TREC iKAT 2023: A Test Collection for Evaluating Conversational and Interactive Knowledge Assistants by Mohammad Aliannejadi, Zahra Abbasiantaeb, Shubham Chatterjee, Jeffery Dalton, Leif Azzopardi (SIGIR’24)

Conversational information seeking has evolved rapidly in the last few years with the development of Large Language Models (LLMs), providing the basis for interpreting and responding in a naturalistic manner to user requests. The extended TREC Interactive Knowledge Assistance Track (iKAT) collection aims to enable researchers to test and evaluate their Conversational Search Agents (CSA). The collection contains a set of 36 personalized dialogues over 20 different topics each coupled with a Personal Text Knowledge Base (PTKB) that defines the bespoke user personas. A total of 344 turns with approximately 26,000 passages are provided as assessments on relevance, as well as additional assessments on generated responses over four key dimensions: relevance, completeness, groundedness, and naturalness. The collection challenges CSA to efficiently navigate diverse personal contexts, elicit pertinent persona information, and employ context for relevant conversations. The integration of a PTKB and the emphasis on decisional search tasks contribute to the uniqueness of this test collection, making it an essential benchmark for advancing research in conversational and interactive knowledge assistants.

Adaptive Latent Entity Expansion for Document Retrieval by Iain Mackie, Shubham Chatterjee, Sean MacAvaney, Jeff Dalton (KEIR workshop at ECIR’24)

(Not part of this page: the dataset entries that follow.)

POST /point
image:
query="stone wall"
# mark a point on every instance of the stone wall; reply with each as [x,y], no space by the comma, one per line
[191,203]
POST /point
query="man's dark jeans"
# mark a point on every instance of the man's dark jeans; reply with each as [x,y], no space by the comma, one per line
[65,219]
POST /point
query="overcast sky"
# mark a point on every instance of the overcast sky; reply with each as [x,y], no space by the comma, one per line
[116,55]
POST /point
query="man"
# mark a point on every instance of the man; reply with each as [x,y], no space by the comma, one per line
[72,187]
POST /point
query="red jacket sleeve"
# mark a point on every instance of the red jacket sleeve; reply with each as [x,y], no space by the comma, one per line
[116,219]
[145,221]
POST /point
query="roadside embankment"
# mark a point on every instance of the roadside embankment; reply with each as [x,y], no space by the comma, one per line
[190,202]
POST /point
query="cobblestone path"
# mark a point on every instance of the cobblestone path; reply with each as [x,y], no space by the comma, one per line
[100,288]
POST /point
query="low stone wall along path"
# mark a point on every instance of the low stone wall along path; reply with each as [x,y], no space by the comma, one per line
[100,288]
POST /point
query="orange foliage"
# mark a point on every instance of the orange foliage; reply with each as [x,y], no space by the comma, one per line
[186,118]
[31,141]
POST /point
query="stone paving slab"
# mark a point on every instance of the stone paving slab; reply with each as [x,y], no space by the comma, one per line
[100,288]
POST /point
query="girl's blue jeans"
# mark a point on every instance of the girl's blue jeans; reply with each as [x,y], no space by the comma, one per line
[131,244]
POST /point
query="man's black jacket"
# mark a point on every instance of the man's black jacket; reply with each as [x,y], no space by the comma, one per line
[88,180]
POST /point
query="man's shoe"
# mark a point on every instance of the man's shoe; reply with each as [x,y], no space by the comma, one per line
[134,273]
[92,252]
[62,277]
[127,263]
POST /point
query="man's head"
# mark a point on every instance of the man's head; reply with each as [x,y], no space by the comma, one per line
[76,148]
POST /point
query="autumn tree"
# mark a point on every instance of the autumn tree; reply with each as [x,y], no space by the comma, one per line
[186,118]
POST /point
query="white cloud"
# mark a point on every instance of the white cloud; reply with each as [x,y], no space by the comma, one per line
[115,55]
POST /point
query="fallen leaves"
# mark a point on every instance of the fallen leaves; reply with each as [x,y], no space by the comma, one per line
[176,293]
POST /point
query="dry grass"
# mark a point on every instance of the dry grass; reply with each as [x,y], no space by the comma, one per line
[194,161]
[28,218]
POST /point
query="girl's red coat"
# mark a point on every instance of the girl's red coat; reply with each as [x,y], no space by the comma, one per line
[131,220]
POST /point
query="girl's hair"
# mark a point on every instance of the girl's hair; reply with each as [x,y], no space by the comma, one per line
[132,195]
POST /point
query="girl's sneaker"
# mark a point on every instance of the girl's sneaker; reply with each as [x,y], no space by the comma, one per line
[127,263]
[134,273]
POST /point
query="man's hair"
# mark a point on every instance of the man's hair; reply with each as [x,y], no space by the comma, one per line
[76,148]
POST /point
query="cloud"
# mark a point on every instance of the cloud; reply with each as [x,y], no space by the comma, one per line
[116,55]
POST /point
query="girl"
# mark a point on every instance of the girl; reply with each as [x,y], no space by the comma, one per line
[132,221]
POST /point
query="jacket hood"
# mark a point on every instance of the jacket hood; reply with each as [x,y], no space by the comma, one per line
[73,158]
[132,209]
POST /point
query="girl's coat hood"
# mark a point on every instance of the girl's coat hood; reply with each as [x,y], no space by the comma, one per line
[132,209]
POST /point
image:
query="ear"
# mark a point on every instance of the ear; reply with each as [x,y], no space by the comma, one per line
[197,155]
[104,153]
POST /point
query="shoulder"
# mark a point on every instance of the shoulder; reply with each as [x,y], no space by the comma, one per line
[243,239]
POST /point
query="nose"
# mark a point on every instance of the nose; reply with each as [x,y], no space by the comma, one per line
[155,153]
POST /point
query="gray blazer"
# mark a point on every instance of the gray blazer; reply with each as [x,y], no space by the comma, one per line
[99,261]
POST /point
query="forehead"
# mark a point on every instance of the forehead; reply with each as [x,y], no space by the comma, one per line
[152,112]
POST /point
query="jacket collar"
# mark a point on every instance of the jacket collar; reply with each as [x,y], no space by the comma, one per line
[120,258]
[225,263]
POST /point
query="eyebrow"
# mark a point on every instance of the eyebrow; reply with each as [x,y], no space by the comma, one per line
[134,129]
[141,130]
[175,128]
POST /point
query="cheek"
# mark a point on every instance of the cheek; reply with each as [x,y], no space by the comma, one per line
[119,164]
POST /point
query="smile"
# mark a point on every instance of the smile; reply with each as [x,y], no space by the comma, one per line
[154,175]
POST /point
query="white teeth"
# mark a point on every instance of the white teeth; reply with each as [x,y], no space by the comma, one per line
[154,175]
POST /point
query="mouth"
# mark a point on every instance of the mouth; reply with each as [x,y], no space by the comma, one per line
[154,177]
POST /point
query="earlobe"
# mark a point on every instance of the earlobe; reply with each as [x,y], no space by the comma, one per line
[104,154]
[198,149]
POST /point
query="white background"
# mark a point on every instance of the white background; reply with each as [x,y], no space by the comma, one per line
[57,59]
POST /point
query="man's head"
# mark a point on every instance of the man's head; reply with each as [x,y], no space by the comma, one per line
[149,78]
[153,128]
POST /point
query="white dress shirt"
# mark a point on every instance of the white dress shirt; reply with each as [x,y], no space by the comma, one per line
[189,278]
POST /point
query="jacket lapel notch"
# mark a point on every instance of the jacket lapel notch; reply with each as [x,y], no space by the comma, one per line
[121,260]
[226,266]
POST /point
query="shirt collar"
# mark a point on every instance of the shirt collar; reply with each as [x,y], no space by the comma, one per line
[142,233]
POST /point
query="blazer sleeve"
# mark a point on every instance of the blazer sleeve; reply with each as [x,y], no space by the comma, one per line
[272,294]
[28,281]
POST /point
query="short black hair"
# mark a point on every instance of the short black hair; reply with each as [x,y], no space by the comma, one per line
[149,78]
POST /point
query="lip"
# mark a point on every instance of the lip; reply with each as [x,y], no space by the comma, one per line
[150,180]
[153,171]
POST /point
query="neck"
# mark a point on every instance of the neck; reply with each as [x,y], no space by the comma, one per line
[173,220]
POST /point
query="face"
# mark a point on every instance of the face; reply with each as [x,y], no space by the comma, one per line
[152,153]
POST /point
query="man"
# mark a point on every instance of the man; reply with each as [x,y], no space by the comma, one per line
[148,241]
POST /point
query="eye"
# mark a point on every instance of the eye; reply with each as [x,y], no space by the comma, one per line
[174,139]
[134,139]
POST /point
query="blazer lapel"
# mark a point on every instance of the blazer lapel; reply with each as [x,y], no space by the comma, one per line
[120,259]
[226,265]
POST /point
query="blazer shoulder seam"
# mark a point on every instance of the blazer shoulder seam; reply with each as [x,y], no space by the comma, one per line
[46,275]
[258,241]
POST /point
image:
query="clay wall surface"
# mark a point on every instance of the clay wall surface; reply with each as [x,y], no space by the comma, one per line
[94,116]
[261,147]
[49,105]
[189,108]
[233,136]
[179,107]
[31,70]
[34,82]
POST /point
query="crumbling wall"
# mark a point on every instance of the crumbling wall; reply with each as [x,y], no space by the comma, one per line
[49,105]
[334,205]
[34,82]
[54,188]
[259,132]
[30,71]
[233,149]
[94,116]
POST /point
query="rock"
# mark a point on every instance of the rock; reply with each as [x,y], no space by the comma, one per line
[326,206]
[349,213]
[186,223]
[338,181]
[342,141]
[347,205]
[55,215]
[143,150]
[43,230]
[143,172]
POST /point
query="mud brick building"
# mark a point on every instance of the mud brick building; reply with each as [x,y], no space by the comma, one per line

Despite considerable progress in neural relevance ranking techniques, search engines still struggle to process complex queries effectively—both in terms of precision and recall. Sparse and dense Pseudo-Relevance Feedback (PRF) approaches have the potential to overcome limitations in recall, but are only effective with high precision in the top ranks. In this work, we tackle the problem of search over complex queries using three complementary techniques. First, we demonstrate that applying a strong neural re-ranker before sparse or dense PRF can improve the retrieval effectiveness by 5–8%. Second, we propose an enhanced expansion model, Latent Entity Expansion (LEE), which applies fine-grained word and entity-based relevance modelling incorporating localized features. Specifically, we find that by including both words and entities for expansion achieve a further 2–8% improvement in NDCG. Our analysis also demonstrates that LEE is largely robust to its parameters across datasets and performs well on entity-centric queries. And third, we include an “adaptive” component in the retrieval process, which iteratively refines the re-ranking pool during scoring using the expansion model and avoids re-ranking additional documents. We find that this combination of techniques achieves the best NDCG, MAP and R@ 1k results on the TREC Robust 2004 and CODEC document datasets.